The competition page will maintain a public leaderboard and a private leaderboard. The data will be devided along the sources such that public leaderboard will be a subset of the private leaderboard. Public leaderboard will also show error rates for every source, However, the specific source name will be anonymized. For example, public leaderboard will show scores for 4 sources while the private leaderboard will be score on additional 4 sources for 8 sources total.

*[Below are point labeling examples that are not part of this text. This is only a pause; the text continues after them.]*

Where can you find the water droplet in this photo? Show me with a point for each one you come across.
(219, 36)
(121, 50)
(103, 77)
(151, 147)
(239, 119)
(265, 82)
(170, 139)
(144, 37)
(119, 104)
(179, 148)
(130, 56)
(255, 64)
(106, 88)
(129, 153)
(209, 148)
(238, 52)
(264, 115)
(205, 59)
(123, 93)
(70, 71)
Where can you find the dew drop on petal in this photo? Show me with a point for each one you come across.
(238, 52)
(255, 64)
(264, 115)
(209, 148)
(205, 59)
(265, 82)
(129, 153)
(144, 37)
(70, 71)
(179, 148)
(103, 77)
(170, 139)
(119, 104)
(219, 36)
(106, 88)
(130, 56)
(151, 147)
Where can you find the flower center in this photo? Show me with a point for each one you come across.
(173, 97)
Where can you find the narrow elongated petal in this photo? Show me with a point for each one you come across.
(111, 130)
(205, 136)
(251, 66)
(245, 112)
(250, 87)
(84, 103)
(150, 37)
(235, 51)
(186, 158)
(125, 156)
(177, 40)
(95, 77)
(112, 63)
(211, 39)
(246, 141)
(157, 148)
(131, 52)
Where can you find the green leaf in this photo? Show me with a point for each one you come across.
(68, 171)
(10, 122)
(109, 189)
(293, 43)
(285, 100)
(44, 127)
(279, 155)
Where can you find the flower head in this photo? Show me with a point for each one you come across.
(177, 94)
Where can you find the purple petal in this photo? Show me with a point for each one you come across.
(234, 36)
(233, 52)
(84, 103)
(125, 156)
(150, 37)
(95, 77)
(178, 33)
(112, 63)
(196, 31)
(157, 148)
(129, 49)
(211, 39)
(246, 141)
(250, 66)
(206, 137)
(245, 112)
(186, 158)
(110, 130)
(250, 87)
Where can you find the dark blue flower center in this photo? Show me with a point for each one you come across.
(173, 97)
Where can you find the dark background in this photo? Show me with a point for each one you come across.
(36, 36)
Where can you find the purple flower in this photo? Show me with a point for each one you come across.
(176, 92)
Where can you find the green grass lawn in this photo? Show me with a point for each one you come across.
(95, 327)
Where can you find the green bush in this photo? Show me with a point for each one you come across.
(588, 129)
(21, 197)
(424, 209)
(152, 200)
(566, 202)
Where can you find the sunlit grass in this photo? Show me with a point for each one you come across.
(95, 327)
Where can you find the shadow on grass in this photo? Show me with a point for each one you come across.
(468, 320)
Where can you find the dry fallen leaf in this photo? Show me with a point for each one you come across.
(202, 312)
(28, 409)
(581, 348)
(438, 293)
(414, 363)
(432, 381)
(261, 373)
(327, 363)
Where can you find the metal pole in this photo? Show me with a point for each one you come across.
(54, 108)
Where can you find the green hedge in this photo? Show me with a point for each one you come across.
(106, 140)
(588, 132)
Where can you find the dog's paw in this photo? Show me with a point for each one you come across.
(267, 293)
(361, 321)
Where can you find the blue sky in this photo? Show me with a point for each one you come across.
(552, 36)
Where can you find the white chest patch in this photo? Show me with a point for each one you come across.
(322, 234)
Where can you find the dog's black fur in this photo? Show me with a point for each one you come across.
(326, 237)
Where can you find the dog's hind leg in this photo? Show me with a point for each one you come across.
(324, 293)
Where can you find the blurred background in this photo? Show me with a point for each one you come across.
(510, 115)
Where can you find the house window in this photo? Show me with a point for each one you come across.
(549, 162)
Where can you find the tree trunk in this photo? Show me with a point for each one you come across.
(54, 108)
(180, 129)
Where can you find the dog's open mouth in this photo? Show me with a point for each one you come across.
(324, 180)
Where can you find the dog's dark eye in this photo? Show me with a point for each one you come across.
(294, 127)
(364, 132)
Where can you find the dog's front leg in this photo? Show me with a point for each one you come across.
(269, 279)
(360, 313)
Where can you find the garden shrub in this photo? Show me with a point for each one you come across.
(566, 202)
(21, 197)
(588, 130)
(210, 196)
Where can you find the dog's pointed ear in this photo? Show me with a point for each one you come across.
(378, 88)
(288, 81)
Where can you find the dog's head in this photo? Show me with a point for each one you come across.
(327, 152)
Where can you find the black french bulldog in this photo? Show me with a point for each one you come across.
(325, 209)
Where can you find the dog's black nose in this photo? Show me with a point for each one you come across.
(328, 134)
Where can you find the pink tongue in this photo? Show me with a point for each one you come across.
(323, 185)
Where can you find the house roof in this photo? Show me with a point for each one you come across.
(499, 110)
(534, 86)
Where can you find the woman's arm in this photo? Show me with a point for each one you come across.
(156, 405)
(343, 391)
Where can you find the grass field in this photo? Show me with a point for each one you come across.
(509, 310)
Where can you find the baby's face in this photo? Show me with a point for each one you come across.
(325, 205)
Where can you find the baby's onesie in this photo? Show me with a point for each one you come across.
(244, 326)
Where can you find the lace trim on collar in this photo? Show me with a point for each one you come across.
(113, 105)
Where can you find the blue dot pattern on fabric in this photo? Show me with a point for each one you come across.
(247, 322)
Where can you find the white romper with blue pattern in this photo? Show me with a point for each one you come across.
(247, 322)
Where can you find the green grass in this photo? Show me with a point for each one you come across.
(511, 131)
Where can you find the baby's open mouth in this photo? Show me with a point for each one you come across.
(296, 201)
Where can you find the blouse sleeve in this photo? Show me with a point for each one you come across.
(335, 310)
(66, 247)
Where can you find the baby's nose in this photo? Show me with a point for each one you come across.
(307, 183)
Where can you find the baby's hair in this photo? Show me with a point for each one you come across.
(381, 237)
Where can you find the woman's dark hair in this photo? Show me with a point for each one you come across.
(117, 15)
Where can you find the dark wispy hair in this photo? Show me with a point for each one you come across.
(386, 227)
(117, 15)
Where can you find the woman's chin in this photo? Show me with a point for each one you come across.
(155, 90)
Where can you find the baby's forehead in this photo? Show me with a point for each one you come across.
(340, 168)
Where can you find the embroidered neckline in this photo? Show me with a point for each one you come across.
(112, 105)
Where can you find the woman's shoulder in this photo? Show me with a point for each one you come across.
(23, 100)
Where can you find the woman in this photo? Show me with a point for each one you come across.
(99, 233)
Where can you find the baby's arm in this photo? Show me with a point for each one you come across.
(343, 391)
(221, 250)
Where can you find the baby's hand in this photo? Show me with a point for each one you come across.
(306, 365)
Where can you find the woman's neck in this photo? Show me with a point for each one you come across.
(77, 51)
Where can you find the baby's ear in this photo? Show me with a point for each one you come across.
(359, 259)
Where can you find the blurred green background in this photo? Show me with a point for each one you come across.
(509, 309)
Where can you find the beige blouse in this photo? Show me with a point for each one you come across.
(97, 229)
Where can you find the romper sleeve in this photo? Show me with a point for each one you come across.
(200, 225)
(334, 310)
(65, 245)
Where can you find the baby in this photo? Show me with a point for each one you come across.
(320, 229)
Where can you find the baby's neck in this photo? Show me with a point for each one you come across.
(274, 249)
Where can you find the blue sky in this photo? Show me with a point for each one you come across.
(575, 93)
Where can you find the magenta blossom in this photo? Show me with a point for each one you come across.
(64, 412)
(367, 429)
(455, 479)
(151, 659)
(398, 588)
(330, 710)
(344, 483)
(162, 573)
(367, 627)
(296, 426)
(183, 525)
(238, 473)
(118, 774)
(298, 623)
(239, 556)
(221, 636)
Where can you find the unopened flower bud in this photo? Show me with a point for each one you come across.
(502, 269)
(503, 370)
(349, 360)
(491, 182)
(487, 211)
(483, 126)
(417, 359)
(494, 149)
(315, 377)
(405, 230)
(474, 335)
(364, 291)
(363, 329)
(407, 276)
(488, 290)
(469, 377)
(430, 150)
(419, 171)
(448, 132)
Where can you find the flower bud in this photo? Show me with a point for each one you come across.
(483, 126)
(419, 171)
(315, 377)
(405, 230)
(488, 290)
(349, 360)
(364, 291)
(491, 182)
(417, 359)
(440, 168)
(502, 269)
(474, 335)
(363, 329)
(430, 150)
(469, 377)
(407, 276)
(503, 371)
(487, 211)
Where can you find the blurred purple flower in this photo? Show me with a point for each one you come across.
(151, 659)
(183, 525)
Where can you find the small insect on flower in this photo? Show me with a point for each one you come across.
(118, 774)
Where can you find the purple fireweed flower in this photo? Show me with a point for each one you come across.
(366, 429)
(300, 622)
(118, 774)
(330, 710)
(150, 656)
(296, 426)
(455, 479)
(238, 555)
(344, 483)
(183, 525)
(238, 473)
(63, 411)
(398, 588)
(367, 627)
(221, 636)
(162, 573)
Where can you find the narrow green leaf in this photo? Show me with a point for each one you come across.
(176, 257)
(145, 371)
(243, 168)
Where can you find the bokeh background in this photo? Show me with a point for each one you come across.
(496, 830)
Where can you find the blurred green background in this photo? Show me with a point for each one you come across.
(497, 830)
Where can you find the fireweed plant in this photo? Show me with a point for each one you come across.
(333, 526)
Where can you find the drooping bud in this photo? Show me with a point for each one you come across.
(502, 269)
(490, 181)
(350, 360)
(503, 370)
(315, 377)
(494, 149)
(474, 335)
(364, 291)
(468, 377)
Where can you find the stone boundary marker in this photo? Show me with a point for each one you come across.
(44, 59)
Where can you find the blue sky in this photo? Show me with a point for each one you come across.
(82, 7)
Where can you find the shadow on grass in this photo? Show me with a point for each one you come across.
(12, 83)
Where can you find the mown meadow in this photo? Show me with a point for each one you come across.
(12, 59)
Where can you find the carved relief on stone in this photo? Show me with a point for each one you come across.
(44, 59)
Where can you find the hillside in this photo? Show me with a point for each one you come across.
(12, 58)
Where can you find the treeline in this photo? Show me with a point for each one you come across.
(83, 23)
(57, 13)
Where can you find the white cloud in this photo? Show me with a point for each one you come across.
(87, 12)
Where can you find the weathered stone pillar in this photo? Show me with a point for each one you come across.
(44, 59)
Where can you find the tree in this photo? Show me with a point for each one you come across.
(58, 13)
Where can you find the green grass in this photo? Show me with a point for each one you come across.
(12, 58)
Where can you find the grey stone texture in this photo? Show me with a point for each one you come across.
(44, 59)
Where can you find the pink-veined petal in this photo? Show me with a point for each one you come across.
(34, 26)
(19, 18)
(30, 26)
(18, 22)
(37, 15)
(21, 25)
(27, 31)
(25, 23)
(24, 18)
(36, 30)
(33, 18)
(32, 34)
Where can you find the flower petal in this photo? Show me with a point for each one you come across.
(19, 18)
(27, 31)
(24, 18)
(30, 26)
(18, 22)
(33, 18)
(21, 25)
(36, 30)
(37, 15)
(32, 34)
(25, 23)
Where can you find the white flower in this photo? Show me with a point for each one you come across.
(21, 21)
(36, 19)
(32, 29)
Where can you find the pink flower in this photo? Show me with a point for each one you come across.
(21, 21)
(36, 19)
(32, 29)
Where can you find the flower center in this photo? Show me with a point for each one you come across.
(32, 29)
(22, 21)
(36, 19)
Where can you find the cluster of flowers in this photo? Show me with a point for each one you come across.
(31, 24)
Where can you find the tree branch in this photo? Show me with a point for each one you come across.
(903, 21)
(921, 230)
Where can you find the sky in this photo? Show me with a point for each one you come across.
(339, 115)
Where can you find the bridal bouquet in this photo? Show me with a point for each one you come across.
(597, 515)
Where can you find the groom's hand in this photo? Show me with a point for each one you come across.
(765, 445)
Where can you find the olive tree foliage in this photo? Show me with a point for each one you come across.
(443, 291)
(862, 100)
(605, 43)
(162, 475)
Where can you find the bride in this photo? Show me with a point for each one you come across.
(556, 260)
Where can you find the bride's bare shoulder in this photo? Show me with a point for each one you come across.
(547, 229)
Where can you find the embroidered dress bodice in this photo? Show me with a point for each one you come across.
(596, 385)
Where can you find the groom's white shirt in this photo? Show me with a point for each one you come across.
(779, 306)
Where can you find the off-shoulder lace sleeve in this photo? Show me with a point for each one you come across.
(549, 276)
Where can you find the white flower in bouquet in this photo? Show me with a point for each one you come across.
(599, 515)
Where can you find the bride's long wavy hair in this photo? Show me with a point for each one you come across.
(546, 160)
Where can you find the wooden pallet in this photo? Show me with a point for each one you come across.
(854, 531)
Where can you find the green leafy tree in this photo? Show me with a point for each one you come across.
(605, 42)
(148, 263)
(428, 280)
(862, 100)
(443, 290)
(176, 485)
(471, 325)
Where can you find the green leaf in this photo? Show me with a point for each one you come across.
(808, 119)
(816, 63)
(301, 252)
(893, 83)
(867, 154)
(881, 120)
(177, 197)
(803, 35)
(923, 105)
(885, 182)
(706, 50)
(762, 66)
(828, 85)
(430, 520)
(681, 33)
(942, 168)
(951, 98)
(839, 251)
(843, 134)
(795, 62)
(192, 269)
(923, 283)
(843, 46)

See the following table as an example.

After the competition closes, we will provide additional metrics broken down by source and other data attributes.
This is why we ask you to provide a continous decision score for every input example in addition to a hard binary decision.

⚖️ Rules

To ensure a fair and rigorous evaluation process for the SAFE: Synthetic Audio Forensics Evaluation Challenge (SAFE), the following rules must be adhered to by all participants:

Leaderboard:
- The competition will maintain both a public and a private leaderboard.
- The public leaderboard will show error rates for each anonymized source.
- The private leaderboard will be used for the final evaluation and will include non-overlapping data from the public leaderboard.
Submission Limits:
- Participants will be limited in submissions per day.
Confidentiality:
- Participants agree not to publicly compare their results with those of other participants until the other participant’s results are published outside of the IH&MMSEC2025 venue.
- Participants are free to use and publish their own results independently.
Compliance:
- Participants must comply with all rules and guidelines provided by the organizers.
- Failure to comply with the rules may result in disqualification from the competition and exclusion from future evaluations.

By participating in the SAFE challenge, you agree to adhere to these evaluation rules and contribute to the collaborative effort to advance the field of audio forensics.